La vraie nouveauté, c’est l’accès universel aux personnes avec Facebook, aux lieux avec le GPS et Google Earth, aux savoirs avec Wikipédia. Rendez-vous compte que la planète, l’humanité, la culture sont à la portée de chacun, quel progrès immense ! Nous habitons un nouvel espace… La Nouvelle-Zélande est ici, dans mon iPhone ! J’en suis encore tout ébloui !"
"Ce que l’on sait avec certitude, c’est que les nouvelles technologies n’activent pas les mêmes régions du cerveau que les livres. Il évolue, de la même façon qu’il avait révélé des capacités nouvelles lorsqu’on est passé de l’oral à l’écrit. Que foutaient nos neurones avant l’invention de l’écriture ? Les facultés cognitives et imaginatives ne sont pas stables chez l’homme, et c’est très intéressant. C’est en tout cas ma réponse aux vieux grognons qui accusent Petite Poucette de ne plus avoir de mémoire, ni d’esprit de synthèse. Ils jugent avec les facultés cognitives qui sont les leurs, sans admettre que le cerveau évolue physiquement."
Serres: "L’homme le plus cultivé du monde des générations précédentes, l’uomo di cultura, avait 10 000 ans de culture, plus un peu de préhistoire. Petite Poucette a derrière elle 15 milliards d’années, du big bang à l’homo sapiens, le Grand Récit n’est plus le même ! Et on est entrés dans l’ère de l’anthropocène et de l’hominescence, l’homme étant devenu l’acteur majeur du climat, des grands cycles de la nature. 

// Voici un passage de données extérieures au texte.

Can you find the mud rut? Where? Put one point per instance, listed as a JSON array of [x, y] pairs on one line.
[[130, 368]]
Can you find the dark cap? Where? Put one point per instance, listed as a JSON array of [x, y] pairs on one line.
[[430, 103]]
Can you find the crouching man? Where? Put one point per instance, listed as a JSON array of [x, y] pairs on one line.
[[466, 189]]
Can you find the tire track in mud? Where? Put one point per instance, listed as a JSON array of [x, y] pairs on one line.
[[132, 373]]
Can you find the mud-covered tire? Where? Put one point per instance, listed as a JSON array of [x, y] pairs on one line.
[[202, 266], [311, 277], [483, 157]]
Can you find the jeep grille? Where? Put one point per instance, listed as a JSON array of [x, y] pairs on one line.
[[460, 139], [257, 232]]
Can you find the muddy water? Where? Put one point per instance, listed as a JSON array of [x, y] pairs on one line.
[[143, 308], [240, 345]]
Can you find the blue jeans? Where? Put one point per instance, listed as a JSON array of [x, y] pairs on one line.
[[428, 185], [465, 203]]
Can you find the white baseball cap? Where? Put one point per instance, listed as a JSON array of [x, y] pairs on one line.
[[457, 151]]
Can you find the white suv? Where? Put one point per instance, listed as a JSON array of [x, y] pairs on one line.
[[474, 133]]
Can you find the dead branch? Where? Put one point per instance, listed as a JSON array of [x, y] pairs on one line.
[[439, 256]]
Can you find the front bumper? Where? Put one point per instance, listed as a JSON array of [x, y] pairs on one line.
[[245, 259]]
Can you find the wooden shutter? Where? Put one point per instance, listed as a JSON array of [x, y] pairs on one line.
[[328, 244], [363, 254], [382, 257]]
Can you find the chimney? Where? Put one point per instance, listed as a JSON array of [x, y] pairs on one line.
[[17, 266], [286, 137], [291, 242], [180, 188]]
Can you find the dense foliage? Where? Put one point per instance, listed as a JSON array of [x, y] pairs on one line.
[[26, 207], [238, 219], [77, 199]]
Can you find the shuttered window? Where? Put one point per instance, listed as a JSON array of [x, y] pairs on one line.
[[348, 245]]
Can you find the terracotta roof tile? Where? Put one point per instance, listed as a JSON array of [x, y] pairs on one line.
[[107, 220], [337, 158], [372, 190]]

On aimerait que le prochain  Echevin de l'Instruction publique de Schaerbeek ait lu "changez l'école" de Ken Robinson, ce réformateur en herbe qui a été vu 40 millions de fois sur You Tube.  On aimerait surtout qu'il ne s'inspire pas du ministre ringuard et passéiste de l'Education en France, le sinistre  Jean- Michel Blanquer. J'y reviendrai à l'occasion de la rentrée scolaire.
La grande idée de l'Echevin de l'éducation schaerbeekois c'est d'ouvrir une école Montessori. Pourquoi Montessori, la pédagogue préférée de Mussolini? On se le demande. Il paraît qu'on est déjà sur liste d'attente, ce qui prouve qu'on attire à Schaerbeek les mouches avec du vinaigre. Mais assez pour aujourd'hui. Je reviendrai abondamment sur le sujet en cette semaine de rentrée scolaire.


Marc Guiot, le Schaerbeekois récalcitrant partisan d'une pédagogie à visage humain qui fasse un usage didactique  des nouvelles technologies plutôt que d'en interdire l'utilisation.